You may be asking, well, why does any of this matter? Why do I care? How can it benefit me? Well, think of how these simple everyday predictions are correlated with psychological sentiment (pessimism and optimism) the higher the emotional function, the more attraction or repulsion; the stronger the signal, the higher the utility of the forecasts. These are what I like to mentally visualize as the extremes of the investor emotional pendulum that is forever (albeit asymmetrically) swaying back and forth.
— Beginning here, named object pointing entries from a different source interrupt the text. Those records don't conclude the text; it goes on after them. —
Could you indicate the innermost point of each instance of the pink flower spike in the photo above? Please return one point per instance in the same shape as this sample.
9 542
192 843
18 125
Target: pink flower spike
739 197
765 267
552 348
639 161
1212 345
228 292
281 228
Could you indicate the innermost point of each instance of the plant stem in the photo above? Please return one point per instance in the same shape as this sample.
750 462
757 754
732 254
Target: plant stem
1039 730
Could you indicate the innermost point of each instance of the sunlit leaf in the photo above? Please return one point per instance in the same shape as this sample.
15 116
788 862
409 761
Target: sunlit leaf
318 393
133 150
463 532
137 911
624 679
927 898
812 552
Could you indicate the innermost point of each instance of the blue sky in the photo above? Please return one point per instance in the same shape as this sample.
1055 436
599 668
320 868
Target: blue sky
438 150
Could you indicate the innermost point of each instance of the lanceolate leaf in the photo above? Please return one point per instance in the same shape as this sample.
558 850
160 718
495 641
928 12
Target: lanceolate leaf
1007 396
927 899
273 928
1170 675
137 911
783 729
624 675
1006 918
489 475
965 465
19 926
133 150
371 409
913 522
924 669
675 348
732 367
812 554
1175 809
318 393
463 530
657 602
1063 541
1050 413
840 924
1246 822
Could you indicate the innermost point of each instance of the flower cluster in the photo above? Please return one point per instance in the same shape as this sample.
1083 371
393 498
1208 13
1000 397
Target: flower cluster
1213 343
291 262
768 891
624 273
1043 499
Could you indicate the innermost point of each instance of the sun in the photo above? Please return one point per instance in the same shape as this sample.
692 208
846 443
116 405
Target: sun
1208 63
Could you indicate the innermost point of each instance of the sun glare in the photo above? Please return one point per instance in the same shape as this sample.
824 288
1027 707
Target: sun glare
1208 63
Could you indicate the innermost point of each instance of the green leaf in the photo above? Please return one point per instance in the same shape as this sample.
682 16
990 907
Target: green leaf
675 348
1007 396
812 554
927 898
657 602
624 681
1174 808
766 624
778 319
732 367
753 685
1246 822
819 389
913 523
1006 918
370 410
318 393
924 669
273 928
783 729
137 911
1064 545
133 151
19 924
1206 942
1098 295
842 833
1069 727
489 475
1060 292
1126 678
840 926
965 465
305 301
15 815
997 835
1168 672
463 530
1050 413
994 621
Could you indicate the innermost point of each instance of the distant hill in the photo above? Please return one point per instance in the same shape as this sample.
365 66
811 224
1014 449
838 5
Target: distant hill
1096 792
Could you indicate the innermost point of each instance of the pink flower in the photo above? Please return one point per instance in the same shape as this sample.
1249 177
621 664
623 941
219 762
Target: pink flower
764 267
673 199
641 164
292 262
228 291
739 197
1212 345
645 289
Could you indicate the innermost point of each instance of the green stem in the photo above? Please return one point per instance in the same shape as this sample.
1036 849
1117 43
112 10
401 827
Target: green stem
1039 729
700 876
If we want to exploit these extremes of emotion we must become students of our own (and others) pysche/emotion, conducting metacognitive thinking excersises.
We should ask and think probabilistically, do all the inputs create a signal or are they simply noise? Do the inputs affect my Bayesian prior in a material manner? Take the prediction by Bailey Willis of the 1981 earthquake in Peru that was supposed to be 9.9 in magnitude. This prediction ended up causing mass hysteria and real-estate prices to plummet simultaneously across the country although no serious earthquake came. These types of forecasts can have such strong affects of attraction that they become self-fulfilling, or so repulsive that they become self-defeating, hence the term “self-fulfilling prophesy.”
In the case of the earthquake, nature does not care about our perception or beliefs of an event, and nature produces no effect from the causation of our thoughts. Humans are quite different as we can/will influence others’ perceptions through our own narratives, predictions and beliefs. This of course is in the present or future tense and our confirmation bias, hindsight bias and narrative fallacy, all help to dilute the objective event as it passes into our own subjective perception. Mirror neurons further complicate what we believe, percieve and learn as we subconsciously/implicitly absorb others’ language, choices and actions.
I fee like I am rambling, and I will move to wrap up the conversation with a summary of a few main points.
- Crowd wisdom may be flawed when the collective judgment is weighted inconsistently, giving certain variables higher or lower weights than others.
- Forecasts can be self-fulfilling and self-defeating; what is the incentive of the forecast, is there any skin-in-the-game?
- We all deliver some utility in what we believe and care to share about our beliefs; there isperceived value to a forecast
- Hindsight bias, confirmation bias and narrative fallacy cloud our judgment about past events and how we perceive them.
- We need to weigh forecasts probabilistically against our prior perceptions.
- Do not make forecasts if you do not understand who you may be affecting and how their decisions may be impaired as a result; a forecast is not something that should be taken lightly.
Finally, we should not forget that 90% of all communication is non-verbal and our actions can speak profusely louder than our words. When a certain threshold of forecast-correlation becomes (implicitly) present, we will likely be affected. It takes much practice and experience to become a stoic contrarian.
A great book I read recently covering forecasts and our inability/fallibility of predicting was, “The Signal and The Noise: Why So Many Predictions Fail – but Some Don’t” by Nate Silver.
Another great article from National Geographic I read recently and would recommend was about collective behavior in ants, bees and flocks of birds.